Anticipated Late-stage Clinical Milestones Over the Next 12-18 Months*:

Report at various oncology meetings, including the American Association for Cancer Research (AACR) (Free AACR Whitepaper) Virtual Annual Meeting II being held June 22-24, 2020;
Top-line results from VAL-083’s Phase 2 study in newly-diagnosed GBM;
Top-line results from VAL-083’s Phase 2 study conducted at the MD Andersen Cancer Center in recurrent GBM;
Top-line results from VAL-083’s Phase 2 study conducted at the MD Andersen Cancer Center in adjuvant GBM;
Initiation of patient enrollment into the VAL-083 arm of the Global Coalition for Adaptive Research’s GBM AGILE registrational study in newly-diagnosed and recurrent GBM patients; and
REM-001 confirmatory trial results in CMBC
*(subject to financing proceeds available to the combined company)

Organizational Structure

Following the close of the transaction, Saiid Zarrabian, DelMar’s President and Chief Executive Officer, will continue to serve as President and Chief Executive Officer, John Liatos, Adgero’s interim Chief Executive Officer and Chief Financial Officer, will serve as Senior Vice President, Business Development, Scott Praill, DelMar’s Chief Financial Officer, and Dennis Brown, DelMar’s Chief Scientific Officer, will each continue to serve in their respective capacities, and Steve Rychnovsky, Adgero’s Vice President, Operations and Product Development will serve as Vice President, Research and Development.

The combined Company’s Board of Directors will consist of seven directors, four of which will be designated by DelMar, two of which will be nominated by Adgero and approved by DelMar, and the remaining Director will be mutually agreed upon by DelMar and Adgero.

Merger Process Overview and Financial Rationale

Each outstanding share of Adgero common stock will be converted into shares of DelMar common stock at an exchange ratio such that current DelMar and Adgero stockholders will own 50.5% and 49.5% of the total voting power of the combined company, respectively (the "Exchange Ratio"), upon completion of the merger and exclusive of (i) securities to be issued in a financing to occur prior to the merger closing and (ii) compensation payable in connection with the merger and the financing. Each of the 1,470,092 outstanding warrants to purchase Adgero’s common stock will be exchanged for a warrant to purchase DelMar common stock as calculated based on the Exchange Ratio, resulting in a total of 2,299,036 additional DelMar warrants outstanding. Each outstanding Adgero stock option, whether vested or unvested, that has not been exercised will be cancelled for no consideration as it is anticipated that none of the options will be in-the money at the time of the merger.
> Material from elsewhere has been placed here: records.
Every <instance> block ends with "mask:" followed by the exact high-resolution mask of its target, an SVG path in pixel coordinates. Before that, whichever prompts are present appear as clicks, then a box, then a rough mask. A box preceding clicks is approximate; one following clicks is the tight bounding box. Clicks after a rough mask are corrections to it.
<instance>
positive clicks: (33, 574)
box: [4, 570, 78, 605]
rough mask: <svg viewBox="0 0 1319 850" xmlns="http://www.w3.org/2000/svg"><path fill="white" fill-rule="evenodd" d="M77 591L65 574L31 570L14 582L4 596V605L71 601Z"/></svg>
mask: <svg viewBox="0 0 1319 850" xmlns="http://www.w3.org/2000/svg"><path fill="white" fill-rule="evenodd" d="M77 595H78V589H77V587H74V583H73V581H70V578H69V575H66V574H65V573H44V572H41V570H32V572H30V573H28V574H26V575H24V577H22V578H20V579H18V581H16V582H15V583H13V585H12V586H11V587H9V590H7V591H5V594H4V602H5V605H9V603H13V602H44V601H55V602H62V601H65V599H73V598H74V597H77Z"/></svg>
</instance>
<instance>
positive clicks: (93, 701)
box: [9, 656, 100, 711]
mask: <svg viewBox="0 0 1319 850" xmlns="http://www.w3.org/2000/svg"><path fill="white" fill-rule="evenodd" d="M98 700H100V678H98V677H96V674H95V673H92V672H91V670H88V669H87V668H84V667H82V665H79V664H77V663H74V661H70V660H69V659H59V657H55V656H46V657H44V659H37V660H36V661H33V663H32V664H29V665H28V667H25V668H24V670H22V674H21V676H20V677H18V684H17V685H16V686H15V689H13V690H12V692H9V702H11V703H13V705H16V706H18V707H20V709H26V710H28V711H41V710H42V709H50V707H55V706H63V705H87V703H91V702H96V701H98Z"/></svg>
The transaction has been unanimously approved by the Boards of Directors of DelMar and Adgero. The transaction is subject to customary closing conditions, including, among others, approval by the stockholders of each company, the closing on a minimum $10 million financing, and DelMar’s continued listing on the Nasdaq Capital Market, and is expected to close in third quarter of 2020. Additionally, the transaction has the support from each of the directors and executive officers of DelMar and Adgero.

Lowenstein Sandler LLP acted as external legal counsel to DelMar and Ladenburg Thalmann & Co. Inc. provided a fairness opinion to DelMar. Gracin & Marlow, LLP acted as external legal counsel to Adgero.